An advertisement for an Adelaide house with an unnaturally green lawn has amused many online, but has also sparked questions about how much enhancement is too much when it comes to real estate sales.
- A house with an airbrushed green lawn has generated amusement online
- The agent has removed the images after earlier saying they were fixed to make the property more appealing
- A photographer says it is common for real estate agents to ask for images to be touched up
The house for sale in Elizabeth Downs, in Adelaide’s north, was noticed by a Reddit user who posted the image on the social media platform asking: “How do I get my grass this green?”
Both the front and back lawns of the house appear to be photoshopped over with a bright green colour.
“That’s the new strain of grass called ‘Chernobyl’, you should see it at night-time,” one Reddit user joked.
Another person said filters were OK “but using MS paint I don’t think is allowed”.
The agent selling the property, Sam Swami, said the grass at the property was “very dry” so he decided to fix it.
He expected anyone buying the house would come look at it.
“We photoshopped it to make it look good and they can see what’s there,” he said.
He said most people would be more interested in the land than the house or garden.
The house, on 725 square metres, is for sale for between $340,000 and $350,000.
It last sold a year ago for $183,000.
It also sold for a similar amount in 2010.
Enhancements to real estate photos common
South Australia’s Land and Business (Sale and Conveyancing) Act states that real estate agents cannot use “a false or misleading representation for the purpose of inducing another person to sell or purchase land or a business”.
The maximum penalty is a $20,000 fine or one year in jail.
“It is not necessary for the prosecution to establish that the defendant knew the representation to be false or misleading, but it is a defence for the defendant to prove that he or she had reasonable ground to believe, and did believe, the representation to be true,” the law states.
Real Estate Institute of South Australia chief executive Cain Cooke said he had contacted the agent.
The photos in the advertisement have now been edited to crop out the grass.

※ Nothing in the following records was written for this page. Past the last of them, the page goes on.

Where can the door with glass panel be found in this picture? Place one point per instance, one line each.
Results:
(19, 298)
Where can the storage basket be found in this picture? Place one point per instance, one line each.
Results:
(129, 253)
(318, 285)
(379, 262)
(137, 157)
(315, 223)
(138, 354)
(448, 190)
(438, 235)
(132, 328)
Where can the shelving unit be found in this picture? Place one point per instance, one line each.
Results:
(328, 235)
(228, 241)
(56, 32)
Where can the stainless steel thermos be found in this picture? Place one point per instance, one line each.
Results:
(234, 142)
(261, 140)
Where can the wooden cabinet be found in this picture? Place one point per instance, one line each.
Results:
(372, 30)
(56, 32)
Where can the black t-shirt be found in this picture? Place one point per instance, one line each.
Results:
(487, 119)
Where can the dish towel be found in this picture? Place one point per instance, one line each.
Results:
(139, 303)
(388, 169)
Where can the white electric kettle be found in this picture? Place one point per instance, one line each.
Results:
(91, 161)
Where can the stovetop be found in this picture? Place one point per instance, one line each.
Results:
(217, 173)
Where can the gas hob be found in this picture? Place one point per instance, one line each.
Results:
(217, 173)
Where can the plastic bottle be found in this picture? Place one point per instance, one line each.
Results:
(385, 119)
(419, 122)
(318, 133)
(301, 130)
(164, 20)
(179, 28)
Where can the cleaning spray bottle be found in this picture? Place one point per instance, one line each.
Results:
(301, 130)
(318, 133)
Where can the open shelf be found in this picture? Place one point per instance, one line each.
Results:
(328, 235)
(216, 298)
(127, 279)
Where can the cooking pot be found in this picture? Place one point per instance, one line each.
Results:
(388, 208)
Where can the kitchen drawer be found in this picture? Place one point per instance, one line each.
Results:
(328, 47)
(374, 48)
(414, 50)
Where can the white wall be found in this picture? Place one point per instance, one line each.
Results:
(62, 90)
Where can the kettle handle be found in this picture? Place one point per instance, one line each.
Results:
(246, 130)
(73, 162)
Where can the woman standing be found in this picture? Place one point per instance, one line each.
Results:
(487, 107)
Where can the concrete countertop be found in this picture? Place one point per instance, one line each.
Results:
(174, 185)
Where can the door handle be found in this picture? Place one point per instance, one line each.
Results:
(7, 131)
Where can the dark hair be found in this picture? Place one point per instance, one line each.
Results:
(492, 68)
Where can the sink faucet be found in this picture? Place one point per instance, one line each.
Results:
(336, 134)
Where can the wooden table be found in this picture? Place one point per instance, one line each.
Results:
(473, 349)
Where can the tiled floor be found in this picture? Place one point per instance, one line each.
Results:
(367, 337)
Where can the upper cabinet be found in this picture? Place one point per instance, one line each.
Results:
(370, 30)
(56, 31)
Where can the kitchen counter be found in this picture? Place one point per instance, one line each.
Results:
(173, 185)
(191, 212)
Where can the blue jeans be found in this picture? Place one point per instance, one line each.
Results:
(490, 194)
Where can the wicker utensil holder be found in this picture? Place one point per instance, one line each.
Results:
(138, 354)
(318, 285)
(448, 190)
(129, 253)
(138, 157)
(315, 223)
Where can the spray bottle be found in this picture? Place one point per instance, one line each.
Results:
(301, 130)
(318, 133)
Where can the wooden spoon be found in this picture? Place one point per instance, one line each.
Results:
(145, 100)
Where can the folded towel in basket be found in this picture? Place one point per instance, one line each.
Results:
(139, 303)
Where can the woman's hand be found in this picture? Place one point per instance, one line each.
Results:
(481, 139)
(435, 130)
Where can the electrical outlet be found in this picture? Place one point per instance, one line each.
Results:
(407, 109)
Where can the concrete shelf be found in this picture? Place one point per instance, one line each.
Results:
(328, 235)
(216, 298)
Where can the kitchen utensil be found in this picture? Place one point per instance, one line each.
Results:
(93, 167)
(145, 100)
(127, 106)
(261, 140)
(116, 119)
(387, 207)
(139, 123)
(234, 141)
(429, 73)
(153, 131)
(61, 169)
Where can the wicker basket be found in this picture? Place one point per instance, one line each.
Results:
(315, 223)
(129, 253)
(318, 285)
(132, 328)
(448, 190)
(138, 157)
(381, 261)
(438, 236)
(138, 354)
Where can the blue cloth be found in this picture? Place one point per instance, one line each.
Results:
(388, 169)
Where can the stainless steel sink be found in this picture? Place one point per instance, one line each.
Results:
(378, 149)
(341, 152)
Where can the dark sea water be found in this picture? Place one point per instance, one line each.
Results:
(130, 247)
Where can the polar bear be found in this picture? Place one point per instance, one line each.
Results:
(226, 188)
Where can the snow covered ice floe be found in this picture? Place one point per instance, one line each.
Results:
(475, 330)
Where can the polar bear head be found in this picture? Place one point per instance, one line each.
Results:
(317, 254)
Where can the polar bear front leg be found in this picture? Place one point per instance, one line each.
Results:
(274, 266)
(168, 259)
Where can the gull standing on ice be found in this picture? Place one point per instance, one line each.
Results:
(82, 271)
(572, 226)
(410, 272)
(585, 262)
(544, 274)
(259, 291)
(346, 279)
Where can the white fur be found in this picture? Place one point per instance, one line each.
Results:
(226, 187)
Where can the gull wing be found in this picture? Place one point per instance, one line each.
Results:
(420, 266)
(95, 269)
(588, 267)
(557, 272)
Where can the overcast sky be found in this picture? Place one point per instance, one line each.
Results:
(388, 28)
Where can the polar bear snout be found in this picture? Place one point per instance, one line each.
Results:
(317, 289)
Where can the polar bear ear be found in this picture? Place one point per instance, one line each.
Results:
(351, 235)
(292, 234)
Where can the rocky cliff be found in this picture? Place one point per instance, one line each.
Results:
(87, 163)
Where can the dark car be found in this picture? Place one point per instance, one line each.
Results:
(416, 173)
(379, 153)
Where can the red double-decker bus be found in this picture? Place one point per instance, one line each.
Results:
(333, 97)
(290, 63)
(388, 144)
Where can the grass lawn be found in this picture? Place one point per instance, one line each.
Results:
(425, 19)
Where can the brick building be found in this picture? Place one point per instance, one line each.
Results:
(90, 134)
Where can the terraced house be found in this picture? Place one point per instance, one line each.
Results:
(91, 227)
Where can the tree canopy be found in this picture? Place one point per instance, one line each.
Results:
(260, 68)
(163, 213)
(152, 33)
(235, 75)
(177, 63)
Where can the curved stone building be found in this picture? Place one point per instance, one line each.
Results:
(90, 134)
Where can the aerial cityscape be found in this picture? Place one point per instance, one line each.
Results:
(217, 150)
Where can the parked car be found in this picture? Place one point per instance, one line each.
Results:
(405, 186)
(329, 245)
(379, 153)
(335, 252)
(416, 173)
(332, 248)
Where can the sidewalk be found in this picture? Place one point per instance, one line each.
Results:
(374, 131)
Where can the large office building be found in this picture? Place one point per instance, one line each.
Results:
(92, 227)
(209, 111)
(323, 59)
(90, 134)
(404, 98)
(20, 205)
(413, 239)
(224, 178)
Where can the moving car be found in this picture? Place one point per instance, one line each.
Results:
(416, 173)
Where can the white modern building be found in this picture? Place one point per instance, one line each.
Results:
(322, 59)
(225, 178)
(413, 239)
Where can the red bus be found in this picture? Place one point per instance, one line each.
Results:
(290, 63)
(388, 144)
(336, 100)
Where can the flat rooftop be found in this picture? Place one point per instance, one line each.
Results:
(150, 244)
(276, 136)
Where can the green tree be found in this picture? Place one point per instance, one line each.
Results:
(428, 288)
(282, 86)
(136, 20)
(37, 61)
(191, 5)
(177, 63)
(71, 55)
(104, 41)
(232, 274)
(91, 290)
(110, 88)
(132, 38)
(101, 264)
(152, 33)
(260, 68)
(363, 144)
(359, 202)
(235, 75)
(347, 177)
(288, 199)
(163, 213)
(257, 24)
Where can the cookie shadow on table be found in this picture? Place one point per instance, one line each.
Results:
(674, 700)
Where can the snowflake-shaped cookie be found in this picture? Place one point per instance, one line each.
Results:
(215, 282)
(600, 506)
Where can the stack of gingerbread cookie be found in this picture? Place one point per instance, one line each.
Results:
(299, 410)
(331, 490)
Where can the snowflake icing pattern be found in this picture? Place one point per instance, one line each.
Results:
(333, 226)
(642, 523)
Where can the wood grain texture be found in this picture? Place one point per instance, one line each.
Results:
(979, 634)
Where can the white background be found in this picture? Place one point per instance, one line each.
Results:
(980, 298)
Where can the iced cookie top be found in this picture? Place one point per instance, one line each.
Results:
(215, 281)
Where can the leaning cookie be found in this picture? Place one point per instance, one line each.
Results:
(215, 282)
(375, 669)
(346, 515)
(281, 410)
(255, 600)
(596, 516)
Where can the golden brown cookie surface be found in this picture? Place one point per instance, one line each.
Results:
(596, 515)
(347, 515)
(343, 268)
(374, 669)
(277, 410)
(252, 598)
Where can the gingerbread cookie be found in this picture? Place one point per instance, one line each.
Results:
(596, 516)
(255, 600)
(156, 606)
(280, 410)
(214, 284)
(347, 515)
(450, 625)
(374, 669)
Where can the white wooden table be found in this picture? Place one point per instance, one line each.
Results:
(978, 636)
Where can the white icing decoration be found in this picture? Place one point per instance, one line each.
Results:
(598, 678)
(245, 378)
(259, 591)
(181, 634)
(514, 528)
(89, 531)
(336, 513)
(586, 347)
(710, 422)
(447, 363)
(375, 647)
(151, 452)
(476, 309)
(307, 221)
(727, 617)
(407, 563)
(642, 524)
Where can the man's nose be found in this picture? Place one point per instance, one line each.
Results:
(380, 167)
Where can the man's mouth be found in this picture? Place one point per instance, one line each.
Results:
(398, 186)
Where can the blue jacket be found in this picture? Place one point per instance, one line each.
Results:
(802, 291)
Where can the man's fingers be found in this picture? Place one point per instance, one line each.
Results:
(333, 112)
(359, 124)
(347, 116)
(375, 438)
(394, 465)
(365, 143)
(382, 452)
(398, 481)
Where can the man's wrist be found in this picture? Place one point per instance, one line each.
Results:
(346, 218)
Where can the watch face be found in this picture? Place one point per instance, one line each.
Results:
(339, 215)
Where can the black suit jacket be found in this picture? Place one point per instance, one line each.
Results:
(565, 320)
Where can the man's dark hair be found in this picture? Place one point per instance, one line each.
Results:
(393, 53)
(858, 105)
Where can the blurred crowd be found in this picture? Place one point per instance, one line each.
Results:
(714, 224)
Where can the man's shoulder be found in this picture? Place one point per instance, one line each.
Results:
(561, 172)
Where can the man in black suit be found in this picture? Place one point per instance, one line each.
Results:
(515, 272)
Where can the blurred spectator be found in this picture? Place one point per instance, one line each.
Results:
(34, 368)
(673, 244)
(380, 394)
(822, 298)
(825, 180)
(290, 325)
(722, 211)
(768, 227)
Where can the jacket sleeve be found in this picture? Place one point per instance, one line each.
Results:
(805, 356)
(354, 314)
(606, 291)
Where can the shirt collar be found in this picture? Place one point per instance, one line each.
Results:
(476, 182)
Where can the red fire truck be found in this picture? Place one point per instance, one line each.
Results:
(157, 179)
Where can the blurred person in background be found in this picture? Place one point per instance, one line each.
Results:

“While it is a property professionals’ role to present a property in its best light to the market, REISA considers that any manipulation that misrepresents the property in anyway could be seen as false and misleading advertising,” Mr Cooke said.
Adelaide real estate photographer Thomas McNally said it was common for agents to ask for touch-ups such as removing oil stains from driveways or cracks from walls, but some had also asked him to remove stobie poles and water towers from images.
“Some agents are pretty ridiculous what they ask, but when people go to the property, they can see what it’s like,” Mr McNally said.
Virtual furniture could also make it easier for people to visualise how a house would look with their furniture in it, especially for new homes, he said.
He speculated that the Elizabeth Downs home with unusually green grass may have been done deliberately to gain publicity.
“It’s so bad that someone’s done that on purpose as a joke,” he said.
Last month, a North Adelaide apartment with a toilet in the living room raised questions about what was legal when it came to rental property standards.
The apartment was listed for rent between $400 and $420.